Competition, Regulation, and Hospital Costs, 1982 to 1986 (JAMA, 1988), James C. Robinson, Harold S. Luft
We used data on 5490 nonfederal, short-term general hospitals to evaluate the relative effectiveness of regulatory and market-oriented cost-control policies on hospital cost inflation between 1982 and 1986. All-payer rate-regulation programs reduced inflation rates by 16.3% in Massachusetts, 15.4% in Maryland, and 6.3% in New York, compared with the control hospitals in 43 states with neither all-payer rate regulation nor an aggressive market-oriented strategy. New Jersey hospitals experienced a rate of cost inflation similar to the control hospitals. Given the effectiveness of its regulatory program in the 1970s, however, New Jersey began and ended the period from 1982 to 1986 with the lowest costs, controlling for wages and patient mix. California’s market-oriented cost-control policy reduced inflation rates by 10.1%. Hospitals with large percentages of patients insured by Medicare’s prospective payment system experienced cost inflation rates 16.1% lower than hospitals with small percentages of Medicare patients.
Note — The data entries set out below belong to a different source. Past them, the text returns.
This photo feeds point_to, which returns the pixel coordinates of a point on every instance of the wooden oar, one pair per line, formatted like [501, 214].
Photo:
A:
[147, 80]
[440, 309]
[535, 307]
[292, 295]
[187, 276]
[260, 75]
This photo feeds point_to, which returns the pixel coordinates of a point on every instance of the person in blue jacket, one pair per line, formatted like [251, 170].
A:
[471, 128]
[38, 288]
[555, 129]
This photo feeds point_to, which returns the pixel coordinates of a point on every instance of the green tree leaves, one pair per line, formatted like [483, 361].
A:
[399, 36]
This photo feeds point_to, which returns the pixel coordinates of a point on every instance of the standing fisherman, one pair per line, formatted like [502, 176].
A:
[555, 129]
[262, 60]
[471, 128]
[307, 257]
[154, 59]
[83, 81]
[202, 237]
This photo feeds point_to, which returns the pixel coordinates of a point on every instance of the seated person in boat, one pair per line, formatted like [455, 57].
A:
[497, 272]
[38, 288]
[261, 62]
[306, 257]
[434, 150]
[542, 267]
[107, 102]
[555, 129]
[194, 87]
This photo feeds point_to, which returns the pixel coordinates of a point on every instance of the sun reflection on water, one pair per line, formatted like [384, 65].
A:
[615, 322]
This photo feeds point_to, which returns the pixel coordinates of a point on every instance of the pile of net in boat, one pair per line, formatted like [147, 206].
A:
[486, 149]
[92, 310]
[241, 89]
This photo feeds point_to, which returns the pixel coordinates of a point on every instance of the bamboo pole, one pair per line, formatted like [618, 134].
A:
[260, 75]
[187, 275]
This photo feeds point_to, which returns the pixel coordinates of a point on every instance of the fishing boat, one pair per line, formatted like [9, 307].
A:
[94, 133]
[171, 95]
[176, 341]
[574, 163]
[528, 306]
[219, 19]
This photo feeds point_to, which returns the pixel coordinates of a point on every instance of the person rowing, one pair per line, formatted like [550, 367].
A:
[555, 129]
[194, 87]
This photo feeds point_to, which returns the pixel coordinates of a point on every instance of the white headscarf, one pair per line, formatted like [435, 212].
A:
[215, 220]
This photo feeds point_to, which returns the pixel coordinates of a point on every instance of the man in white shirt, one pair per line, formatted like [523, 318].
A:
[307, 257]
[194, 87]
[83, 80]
Investor-owned hospitals experienced rates of cost increase 11.6% higher than private nonprofit hospitals and 15.0% higher than public hospitals.
The impacts on hospital costs between 1980 and 1984 of hospital rate regulation, competition, and changes in health insurance coverage (Inquiry, 1989), by J Hadley and K Swartz
In this paper, we report the results of an analysis of hospital expenses in 43 large SMSAs between 1980 and 1984. We found that hospital rate regulation–specifically Medicare’s TEFRA and PPS and state multi-payer systems–was the single most important factor leading to the slowdown in the rate of increase in hospital costs between 1980 and 1984. In 1984, hospital costs covered by Medicare’s PPS were 12.5% lower than they would have been in the absence of rate regulation, and in the four states covered by all-payer rate regulation, hospital costs were between 11% and 15% lower. In contrast, changes in the proportion of people either covered by employer-group health insurance or enrolled in HMOs, reduced hospital costs by less than 1%. Measures of competition suggest that hospital costs are higher where there is more competition. We also found that almost all of the effect of regulation on costs came from gains in the efficiency of producing hospital care and/or from reductions in the quality of care. It appears that controlling hospital payment rates gave hospitals a strong incentive to provide care at lower cost.